Because Task A has not yet cleared its ->trc_reader_nesting
counter, this function sees that Task A is still within its
read-side critical section. This function therefore sets the
->trc_reader_nesting.b.need_qs flag, AKA the .need_qs flag.
Except that Task A has already checked the .need_qs flag, which
is part of the ->trc_reader_special.s flag. The .need_qs flag
therefore remains set until Task A's next rcu_read_unlock_trace().
o Task A now invokes synchronize_rcu_tasks_trace(), which cannot
start a new grace period until the current grace period completes.
And thus cannot return until after that time.

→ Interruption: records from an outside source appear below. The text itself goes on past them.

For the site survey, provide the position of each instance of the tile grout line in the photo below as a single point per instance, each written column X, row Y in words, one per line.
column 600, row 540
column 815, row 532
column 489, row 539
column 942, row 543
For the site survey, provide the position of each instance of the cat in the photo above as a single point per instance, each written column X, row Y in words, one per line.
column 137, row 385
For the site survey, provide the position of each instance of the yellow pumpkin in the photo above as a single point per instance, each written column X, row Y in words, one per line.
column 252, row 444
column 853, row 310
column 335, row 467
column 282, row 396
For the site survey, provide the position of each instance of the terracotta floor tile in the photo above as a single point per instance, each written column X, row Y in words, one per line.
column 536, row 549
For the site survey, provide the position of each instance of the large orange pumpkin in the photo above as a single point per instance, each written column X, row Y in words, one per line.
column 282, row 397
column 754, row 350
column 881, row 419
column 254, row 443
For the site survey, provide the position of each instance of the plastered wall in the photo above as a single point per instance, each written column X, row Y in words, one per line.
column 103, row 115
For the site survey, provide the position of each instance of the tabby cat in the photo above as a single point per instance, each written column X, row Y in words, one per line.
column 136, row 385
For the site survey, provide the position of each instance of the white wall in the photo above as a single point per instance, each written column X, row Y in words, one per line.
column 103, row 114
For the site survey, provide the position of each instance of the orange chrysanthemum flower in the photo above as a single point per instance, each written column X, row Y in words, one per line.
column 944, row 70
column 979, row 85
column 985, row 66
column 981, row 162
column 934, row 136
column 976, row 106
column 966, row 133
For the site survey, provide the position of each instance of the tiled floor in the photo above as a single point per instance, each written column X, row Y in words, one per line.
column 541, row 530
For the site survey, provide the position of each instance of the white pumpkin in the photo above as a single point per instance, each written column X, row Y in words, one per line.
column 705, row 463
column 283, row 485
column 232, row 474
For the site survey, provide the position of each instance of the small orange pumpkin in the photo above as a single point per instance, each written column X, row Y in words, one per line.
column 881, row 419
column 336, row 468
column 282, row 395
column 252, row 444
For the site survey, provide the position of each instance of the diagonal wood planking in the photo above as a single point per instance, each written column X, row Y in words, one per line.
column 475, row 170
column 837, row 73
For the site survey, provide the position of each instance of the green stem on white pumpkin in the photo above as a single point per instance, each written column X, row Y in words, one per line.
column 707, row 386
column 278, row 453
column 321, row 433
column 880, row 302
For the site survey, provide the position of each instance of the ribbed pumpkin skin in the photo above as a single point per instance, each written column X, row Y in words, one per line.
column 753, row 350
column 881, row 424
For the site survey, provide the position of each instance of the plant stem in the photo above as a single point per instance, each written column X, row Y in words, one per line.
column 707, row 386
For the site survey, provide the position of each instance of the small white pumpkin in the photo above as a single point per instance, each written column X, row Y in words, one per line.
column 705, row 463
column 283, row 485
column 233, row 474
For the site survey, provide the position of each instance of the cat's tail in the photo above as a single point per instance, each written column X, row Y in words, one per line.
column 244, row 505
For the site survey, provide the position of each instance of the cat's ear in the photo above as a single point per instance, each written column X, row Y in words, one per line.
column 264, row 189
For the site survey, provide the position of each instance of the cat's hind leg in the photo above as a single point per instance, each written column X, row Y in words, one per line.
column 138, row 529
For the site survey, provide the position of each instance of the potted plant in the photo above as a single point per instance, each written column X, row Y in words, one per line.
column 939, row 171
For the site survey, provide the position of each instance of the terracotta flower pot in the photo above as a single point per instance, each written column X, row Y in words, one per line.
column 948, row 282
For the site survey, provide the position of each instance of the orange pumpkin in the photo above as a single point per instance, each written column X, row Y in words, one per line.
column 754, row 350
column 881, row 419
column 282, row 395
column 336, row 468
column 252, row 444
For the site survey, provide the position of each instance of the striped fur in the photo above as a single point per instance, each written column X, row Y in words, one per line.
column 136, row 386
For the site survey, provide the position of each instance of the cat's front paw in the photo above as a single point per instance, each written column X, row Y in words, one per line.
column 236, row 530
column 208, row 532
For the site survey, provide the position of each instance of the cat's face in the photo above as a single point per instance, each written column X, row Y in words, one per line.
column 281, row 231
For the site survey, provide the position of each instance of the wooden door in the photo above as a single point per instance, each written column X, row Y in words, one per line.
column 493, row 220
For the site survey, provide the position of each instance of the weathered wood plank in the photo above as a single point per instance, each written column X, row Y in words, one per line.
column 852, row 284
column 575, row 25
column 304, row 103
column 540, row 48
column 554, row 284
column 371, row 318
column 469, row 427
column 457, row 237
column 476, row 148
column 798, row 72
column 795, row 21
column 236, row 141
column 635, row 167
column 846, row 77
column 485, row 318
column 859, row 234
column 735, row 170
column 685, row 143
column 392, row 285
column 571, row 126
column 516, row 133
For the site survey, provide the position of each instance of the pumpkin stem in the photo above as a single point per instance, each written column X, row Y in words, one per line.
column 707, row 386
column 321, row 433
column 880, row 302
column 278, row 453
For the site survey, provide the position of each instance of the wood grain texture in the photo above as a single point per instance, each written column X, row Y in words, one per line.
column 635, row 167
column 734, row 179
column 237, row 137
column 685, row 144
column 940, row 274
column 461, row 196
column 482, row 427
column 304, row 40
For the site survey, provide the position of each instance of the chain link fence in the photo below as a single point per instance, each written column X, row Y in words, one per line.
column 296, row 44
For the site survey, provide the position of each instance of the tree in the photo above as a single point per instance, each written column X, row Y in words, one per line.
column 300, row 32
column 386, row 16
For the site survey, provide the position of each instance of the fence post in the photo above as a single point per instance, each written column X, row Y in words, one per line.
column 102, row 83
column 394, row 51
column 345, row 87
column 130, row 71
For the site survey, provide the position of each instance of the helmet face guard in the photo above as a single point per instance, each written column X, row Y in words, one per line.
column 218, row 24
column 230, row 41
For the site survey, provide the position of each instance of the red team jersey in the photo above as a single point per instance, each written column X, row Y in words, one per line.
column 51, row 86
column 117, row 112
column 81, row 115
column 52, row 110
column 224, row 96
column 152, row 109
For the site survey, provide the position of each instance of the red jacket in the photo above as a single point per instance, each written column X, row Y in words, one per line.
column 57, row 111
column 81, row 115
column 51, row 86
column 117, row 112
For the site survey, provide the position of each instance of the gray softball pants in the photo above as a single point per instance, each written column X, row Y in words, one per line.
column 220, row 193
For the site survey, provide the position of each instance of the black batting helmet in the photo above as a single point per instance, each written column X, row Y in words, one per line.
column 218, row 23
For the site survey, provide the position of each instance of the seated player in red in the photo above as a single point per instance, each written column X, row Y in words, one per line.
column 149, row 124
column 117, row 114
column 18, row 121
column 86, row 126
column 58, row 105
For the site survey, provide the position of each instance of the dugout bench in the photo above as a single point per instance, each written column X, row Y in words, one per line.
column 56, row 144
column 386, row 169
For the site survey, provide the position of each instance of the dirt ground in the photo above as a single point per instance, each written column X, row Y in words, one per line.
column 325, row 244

But Task A's .need_qs flag is still set, which prevents the current
grace period from completing. And because Task A is blocked, it
will never execute rcu_read_unlock_trace() until its call to
synchronize_rcu_tasks_trace() returns.
We are therefore deadlocked.
This race is improbable, but 80 hours of rcutorture made it happen twice.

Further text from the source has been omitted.